Faire ses études en ligne ?
Pour M. Cisel, en revanche, les MOOCs pourraient tout à fait permettre de faire des études au long cours. « L’un des principaux freins à leur développement est le fait qu’ils restent en marge du système universitaire. » Tant que les certificats n’auront pas de valeur diplômante, notamment, les internautes privilégieront des études classiques et mieux reconnues sur le marché du travail. Selon C. Mongenet, le ministère cherche comment offrir une meilleure reconnaissance à ces formations : « Les universités sont partantes, assure-t-elle, mais elles ne savent pas comment faire. » La principale option envisagée actuellement consiste à intégrer les MOOCs dans des cursus classiques plus généraux. « Ce serait une brique dans un parcours pédagogique », explique-t-elle.
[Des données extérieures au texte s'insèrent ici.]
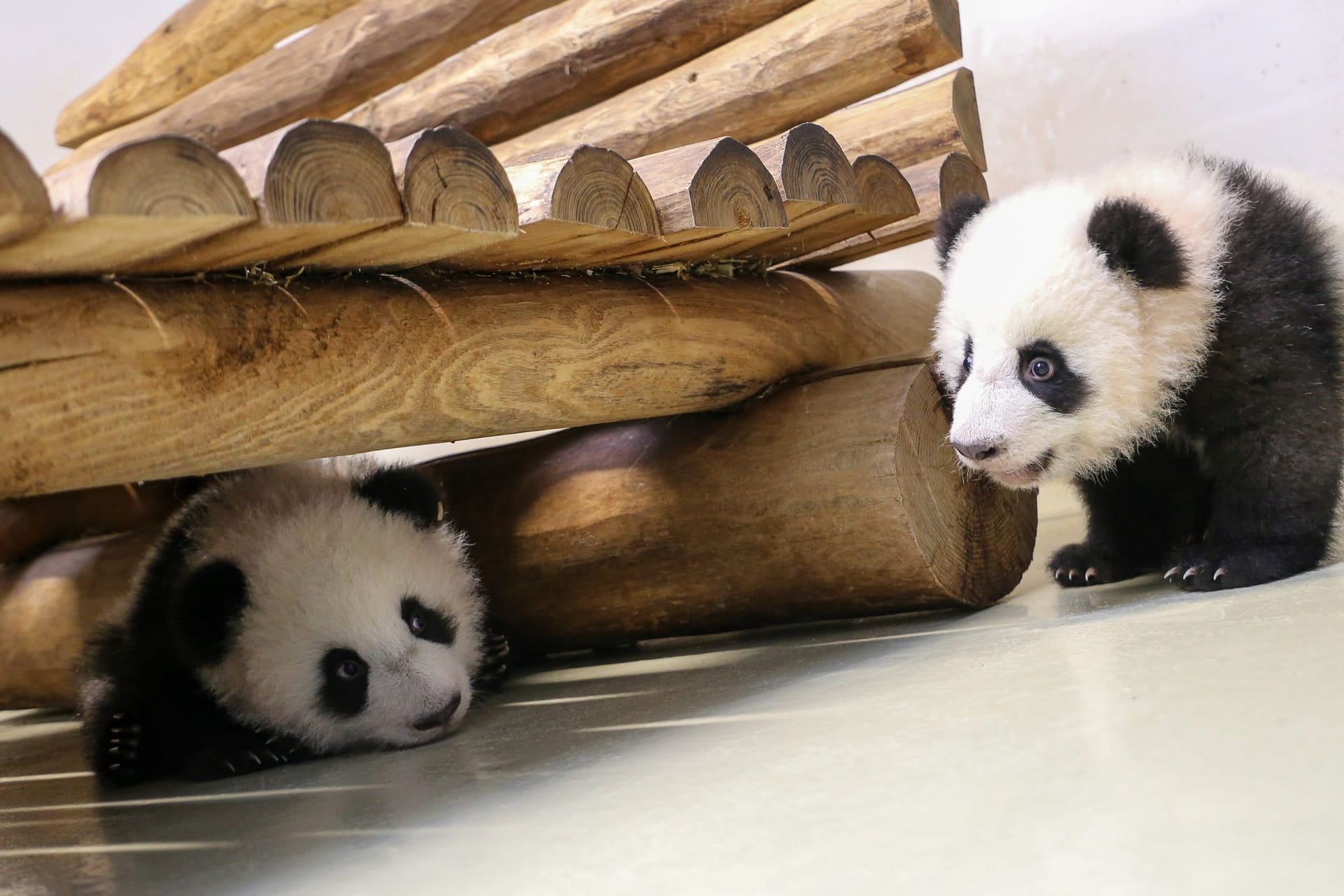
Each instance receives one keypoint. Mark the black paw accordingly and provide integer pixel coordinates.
(1082, 564)
(1211, 567)
(244, 755)
(118, 752)
(493, 669)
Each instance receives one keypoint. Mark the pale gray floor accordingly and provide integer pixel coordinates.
(1113, 741)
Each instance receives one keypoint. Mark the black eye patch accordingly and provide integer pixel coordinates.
(426, 624)
(344, 682)
(1065, 391)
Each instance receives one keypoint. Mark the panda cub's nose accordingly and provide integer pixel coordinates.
(440, 718)
(974, 450)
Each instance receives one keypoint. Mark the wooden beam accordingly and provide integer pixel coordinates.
(457, 198)
(182, 378)
(314, 183)
(916, 124)
(132, 203)
(828, 500)
(561, 61)
(23, 198)
(573, 206)
(327, 71)
(934, 182)
(802, 66)
(194, 46)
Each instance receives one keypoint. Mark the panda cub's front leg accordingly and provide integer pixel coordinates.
(1138, 514)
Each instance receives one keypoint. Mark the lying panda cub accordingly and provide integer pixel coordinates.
(1167, 335)
(286, 613)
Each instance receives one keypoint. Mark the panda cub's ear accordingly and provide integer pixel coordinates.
(406, 492)
(952, 220)
(1139, 242)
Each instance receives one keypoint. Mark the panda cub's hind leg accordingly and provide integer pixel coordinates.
(1138, 514)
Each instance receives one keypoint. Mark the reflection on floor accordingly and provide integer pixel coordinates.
(1124, 739)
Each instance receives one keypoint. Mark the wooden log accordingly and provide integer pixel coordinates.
(561, 61)
(188, 378)
(916, 124)
(327, 71)
(885, 198)
(315, 183)
(23, 198)
(457, 198)
(802, 66)
(708, 195)
(194, 46)
(828, 500)
(573, 206)
(934, 182)
(132, 203)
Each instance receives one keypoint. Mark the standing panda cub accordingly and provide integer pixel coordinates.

Un outil au même titre que la bibliothèque ou le tutorat par exemple.
Apprendre grâce au MOOC est donc tout à fait plausible, pour peu que l’on en ait le temps et les moyens, mais il semble difficile de considérer aujourd’hui que l’on puisse faire toutes ses études en ligne. « Les MOOCs restent en phase d’expérimentation, analyse D. Boullier : les établissements se lancent pour être sur le coup, mais personne ne sait ce que ça va donner. » Et de rappeler que de nombreux pédagogues ne juraient que par l’e-learning dans les années 1990, avec les cours en ligne et la télé éducative par exemple, jusqu’à ce que le mouvement retombe comme un soufflet quelques années plus tard. De même, les MOOCs pourraient très bien disparaître dans les cinq ans. Ce qui est sûr, en revanche, c’est qu’Internet n’a pas fini de bouleverser les savoirs et la pédagogie.